A series of black dots proceeds from left to right. The dots are labeled as the elements of an ensemble dimension. Black arrows, labeled as "Reference indices", point to a few elements along the dimension. A blue arrow proceeds from the end of each black arrow. These blue arrows, labeled as "mean indices", point to several data elements after each black arrow. There is a blue box around each set of data elements. The same blue arrow is applied to each black arrow.

Figure 6: Mean indices modify the reference indices of an ensemble dimension. The offset indices point to the data elements that should be used in a mean for each ensemble member.

Returning to the example figures, let’s say I want the state vector to implement a June-July-August seasonal mean, rather than a sequence. In this case, the desired state vector ensemble would resemble the following:

A matrix representing an ensemble is divided into 5 columns. Each column is labeled with time metadata. The metadata for each column indicates a June-July-August seasonal mean from a random year in the Common Era.

Figure 7: A variable with a June, July, August seasonal mean.

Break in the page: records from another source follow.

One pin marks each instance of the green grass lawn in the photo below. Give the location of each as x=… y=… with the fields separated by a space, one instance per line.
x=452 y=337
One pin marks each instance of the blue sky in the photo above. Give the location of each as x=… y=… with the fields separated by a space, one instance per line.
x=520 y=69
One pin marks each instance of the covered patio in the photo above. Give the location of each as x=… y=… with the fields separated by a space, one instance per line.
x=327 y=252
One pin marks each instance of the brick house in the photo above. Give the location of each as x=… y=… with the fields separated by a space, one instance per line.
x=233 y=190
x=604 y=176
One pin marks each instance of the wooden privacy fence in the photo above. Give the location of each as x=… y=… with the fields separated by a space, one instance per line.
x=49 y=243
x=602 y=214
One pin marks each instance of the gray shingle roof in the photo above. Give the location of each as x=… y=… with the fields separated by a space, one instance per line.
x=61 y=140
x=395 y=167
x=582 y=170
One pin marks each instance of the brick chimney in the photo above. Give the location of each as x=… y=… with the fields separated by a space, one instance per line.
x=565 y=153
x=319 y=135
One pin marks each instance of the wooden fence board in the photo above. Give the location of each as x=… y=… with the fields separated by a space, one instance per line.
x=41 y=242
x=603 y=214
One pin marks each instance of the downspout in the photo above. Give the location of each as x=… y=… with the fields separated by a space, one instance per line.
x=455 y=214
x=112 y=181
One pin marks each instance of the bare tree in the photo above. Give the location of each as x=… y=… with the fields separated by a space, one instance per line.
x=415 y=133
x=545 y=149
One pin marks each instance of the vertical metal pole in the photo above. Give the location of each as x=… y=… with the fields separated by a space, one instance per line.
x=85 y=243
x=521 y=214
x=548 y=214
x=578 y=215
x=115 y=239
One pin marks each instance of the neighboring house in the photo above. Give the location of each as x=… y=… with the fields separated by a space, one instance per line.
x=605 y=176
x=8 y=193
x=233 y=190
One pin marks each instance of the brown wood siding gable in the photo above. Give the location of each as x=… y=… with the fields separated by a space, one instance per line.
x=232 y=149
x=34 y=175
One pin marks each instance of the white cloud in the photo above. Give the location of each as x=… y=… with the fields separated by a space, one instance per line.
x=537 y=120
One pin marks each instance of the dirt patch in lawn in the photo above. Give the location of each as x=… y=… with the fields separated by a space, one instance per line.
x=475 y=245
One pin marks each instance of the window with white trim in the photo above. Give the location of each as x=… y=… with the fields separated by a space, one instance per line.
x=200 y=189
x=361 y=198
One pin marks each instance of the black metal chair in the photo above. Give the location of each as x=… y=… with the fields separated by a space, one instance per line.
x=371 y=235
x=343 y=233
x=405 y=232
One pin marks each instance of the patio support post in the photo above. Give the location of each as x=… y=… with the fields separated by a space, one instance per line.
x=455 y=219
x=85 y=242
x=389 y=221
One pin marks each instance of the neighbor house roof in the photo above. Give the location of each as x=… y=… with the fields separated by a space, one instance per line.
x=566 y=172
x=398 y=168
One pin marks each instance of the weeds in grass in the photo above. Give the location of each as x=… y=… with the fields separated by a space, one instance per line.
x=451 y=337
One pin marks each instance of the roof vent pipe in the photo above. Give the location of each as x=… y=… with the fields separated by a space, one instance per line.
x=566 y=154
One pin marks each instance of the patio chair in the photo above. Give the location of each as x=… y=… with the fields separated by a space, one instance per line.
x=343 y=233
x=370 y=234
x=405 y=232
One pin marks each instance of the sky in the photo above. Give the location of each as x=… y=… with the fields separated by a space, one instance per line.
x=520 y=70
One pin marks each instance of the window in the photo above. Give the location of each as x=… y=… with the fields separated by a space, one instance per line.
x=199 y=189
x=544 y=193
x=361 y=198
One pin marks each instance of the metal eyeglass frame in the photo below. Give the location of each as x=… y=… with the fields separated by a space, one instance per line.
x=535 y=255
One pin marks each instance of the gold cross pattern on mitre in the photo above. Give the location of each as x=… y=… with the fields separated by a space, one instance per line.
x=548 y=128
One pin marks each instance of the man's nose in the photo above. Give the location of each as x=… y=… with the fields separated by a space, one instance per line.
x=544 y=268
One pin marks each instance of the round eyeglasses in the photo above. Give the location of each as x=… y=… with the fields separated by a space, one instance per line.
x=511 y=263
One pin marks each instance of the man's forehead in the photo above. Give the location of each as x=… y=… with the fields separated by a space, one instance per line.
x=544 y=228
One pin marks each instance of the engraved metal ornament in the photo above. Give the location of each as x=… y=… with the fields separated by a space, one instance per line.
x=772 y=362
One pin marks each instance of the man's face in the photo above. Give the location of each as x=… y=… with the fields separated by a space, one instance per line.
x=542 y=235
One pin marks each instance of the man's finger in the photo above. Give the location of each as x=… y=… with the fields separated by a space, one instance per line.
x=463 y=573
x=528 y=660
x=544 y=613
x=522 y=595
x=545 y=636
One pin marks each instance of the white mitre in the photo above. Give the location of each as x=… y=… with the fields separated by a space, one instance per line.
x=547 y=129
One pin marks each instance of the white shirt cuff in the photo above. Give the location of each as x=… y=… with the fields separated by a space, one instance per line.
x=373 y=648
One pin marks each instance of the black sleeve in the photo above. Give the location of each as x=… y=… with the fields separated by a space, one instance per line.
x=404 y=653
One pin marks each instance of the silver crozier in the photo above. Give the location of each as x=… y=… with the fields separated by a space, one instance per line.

Since the reference indices point to individual June months, the mean indices should indicate the offsets between each June reference point, and the associated June, July, and August included in the mean. Since each June is the reference point, the offset for June (along the time dimension) is 0. Since each July occurs one time step after its associated June, the offset for July is 1. Similarly, the offset for August in 2. This gives our mean indices:

meanIndices = [0 1 2];

Using these mean indices, each ensemble member will implement a mean over the associated three elements:

The top of the figure is labeled as year X. The figure displays 12 months of the year. A black arrow labeled as "Reference index" points to June. A blue +0 leads to a blue box around June. A blue +1 leads to a blue box around July. A blue +2 leads to a red box around August. The three blue numbers are labeled as mean indices.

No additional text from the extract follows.